If you are a foody, you may think of splend your holiday on a tour of food. In our culture the flavors and cuisines is usually referred to as a cultural “melting pot,”. But I prefer to call it a cooking pot. The time can dates back to the middle of 1800’s when the contract workers came here to make the sugar and then the pineapple fields from Japan, Puerto Rico, China, Korea, Portugal and the Philippines.
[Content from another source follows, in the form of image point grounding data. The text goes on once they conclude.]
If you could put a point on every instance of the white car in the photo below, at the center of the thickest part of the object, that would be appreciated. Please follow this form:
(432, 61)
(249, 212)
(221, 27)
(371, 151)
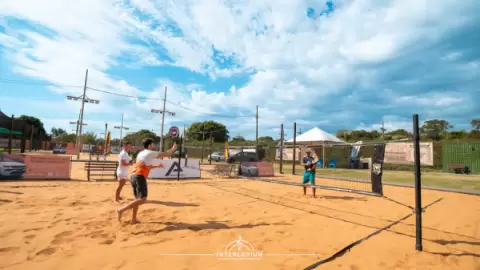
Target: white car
(10, 169)
(216, 157)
The people live in towns called “camps” where they share more than communal gardens and spaces. They share their food. A lot of people will exchange Shimizu the udon noodle or tsukemono pickles with their malasadas loafs of her breads. The Kim Cho get kalamungi and noodle from Conception with their Bi Bim Bap and traded taegu. To earn the money, they trade their vegetables to other countries. And the people in Hawaiia will put what they got from the trade on the dinner table. When the textures, Flavors and ingredients are mixed together, the cuisine is born.
The tradition of Plantations have long gone but it generates an aboundant island kitchens. The place that I want to introduce today is called Azorean/Portuguese malasada which is loved by the people on the island as well as the people from all over the world.
In ancient times, Malasadas are eaten and prepared on Shrove Tuesday, which is a day before Catholic Ash Wednesday. People there will do their last hurrah to make malasadas.
At the behinning, the Portuguese family made these things at their own home. But nowadays you can have it anytime you want. The first one to offer these commercially is Leonard’s bakery which is in Kapahulu, Oahu. And today there are more choice that you can make there. In all of these places you can have a taste of chocolate, haupia cream, passion fruit, sugar-coated delights and the round puffy.
This delicacy is already on the list of desert of five-star Marvos for more than 14 years. And at Wailea, Maui you can order it as a brunch.
Everybody likes the hot and fresh malasada. The fryer, Agnes Bakery at Kailua Oahu can send the cook for your party at your house. In this way, you can have your own “Malasada Man.”
You can find every thing that you want on this island, and I bet this place will never let the foodies down.